Helen Littil joined the household for the young king at Stirling Castle and was probably the "mistress nurse" or "maistres nureis" mentioned in a list of fabrics sent to Stirling at the request of Mary, Queen of Scots, on 5 September 1566. In December Lady Reres and Helen Littil were given black velvet gowns with black satin doublets and skirt fronts for the baptism of the Prince. John Balfour, one of the queen's valets, bought this cloth.

Helen Littil was married to Alexander Gray (died 1571), a burgess of Edinburgh related to the Napier family. In early modern Scotland married women did not usually adopt their husband's surnames. Her daughter, "Nanis Gray" was with her at Stirling Castle in 1567. They had two servants at Stirling in 1567, Helen Blyth and Gilbert Ramsay. Another of Helen Littil's daughters Grissel Gray, was appointed as one of the keepers of the king's clothes or linen cloths. Grissell Gray was described as a seamstress or "sewstar" and "seamster" in 1579. A Latin account calls her "sartrici lie semistar domini regis".

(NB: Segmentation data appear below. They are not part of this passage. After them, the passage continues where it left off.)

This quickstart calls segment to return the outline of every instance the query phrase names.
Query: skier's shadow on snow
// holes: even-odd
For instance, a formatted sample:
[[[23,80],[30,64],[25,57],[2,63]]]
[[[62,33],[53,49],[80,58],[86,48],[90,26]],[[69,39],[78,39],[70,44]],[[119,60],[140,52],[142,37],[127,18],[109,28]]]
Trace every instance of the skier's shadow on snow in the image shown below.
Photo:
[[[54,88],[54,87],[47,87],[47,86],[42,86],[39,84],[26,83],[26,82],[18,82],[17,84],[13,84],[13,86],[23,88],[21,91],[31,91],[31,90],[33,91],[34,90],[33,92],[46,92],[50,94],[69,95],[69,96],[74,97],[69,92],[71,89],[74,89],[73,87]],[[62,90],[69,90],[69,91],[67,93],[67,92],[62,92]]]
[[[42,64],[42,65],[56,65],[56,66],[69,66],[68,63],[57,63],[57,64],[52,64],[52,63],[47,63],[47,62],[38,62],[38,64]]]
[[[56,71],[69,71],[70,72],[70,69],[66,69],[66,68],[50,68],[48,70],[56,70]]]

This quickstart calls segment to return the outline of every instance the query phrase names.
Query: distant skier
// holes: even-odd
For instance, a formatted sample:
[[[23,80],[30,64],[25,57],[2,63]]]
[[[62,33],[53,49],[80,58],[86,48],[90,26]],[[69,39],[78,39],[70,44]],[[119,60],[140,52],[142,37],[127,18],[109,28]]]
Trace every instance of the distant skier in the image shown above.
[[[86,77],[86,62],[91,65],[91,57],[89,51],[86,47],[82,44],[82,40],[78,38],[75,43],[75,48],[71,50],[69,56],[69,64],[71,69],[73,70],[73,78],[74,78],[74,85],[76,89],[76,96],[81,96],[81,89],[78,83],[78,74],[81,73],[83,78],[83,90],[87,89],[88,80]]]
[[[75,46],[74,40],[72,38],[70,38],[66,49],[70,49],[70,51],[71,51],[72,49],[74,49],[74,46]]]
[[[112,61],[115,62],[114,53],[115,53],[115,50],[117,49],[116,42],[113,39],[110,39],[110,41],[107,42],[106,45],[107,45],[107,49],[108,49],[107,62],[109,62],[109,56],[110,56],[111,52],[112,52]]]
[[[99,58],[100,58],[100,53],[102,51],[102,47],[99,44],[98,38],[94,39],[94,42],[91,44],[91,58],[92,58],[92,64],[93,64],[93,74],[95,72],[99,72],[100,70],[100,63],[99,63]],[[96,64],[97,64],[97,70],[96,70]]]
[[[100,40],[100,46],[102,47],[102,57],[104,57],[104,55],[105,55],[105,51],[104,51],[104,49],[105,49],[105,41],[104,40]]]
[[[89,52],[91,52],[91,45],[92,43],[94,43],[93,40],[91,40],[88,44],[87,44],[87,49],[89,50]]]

Queen Mary gave Helen Littil and her husband half of the lands of Kingsbarns in Fife, for their lifetimes, as a reward for her service. This gave her income of around £20 Scots in money and a quantity of cereal crop yearly, with 60 "cayne" capons. The poultry were due to her as a landlord.

Annabell Murray, Countess of Mar was the head of the household. In 1567, James Cunningham of Drumquhassle was the Master of Household, Helen Littil was the chief nurse, five ladies including Christian Stewart, daughter of John Stewart, Commendator of Coldingham and granddaughter of James V, took turns to rock the royal cradle, while the four Hudson brothers played their viols, there were cooks and brewers. Margaret Balcomie, also known as Margaret Malcomy, washed the king's linen, and she had washed the linen of the infant Mary, Queen of Scots at Linlithgow Palace in 1543.

The tutor Peter Young recorded that Helen Littel gave King James a book of psalms and a work by Guillaume de Salluste du Bartas. One of the five rockers, Jane Oliphant, gave him a prayer book. By 1586, Helen Litill had married a second husband, Thomas Livingston, Parson of Carnwath.

In April 1592, James VI regranted Helen Littil the lands at Kingsbarns in Fife, which were within the dower lands of Anne of Denmark. In May 1594, new clothes were bought for Helen Littil, and her two daughters Grissel and Sara Gray, who were to be guests at the baptism of Prince Henry at Stirling. Prince Henry's nurse at this time was Margaret Masterton. Helen Littil continued to be paid a yearly pension of £555-6s-8d Scots.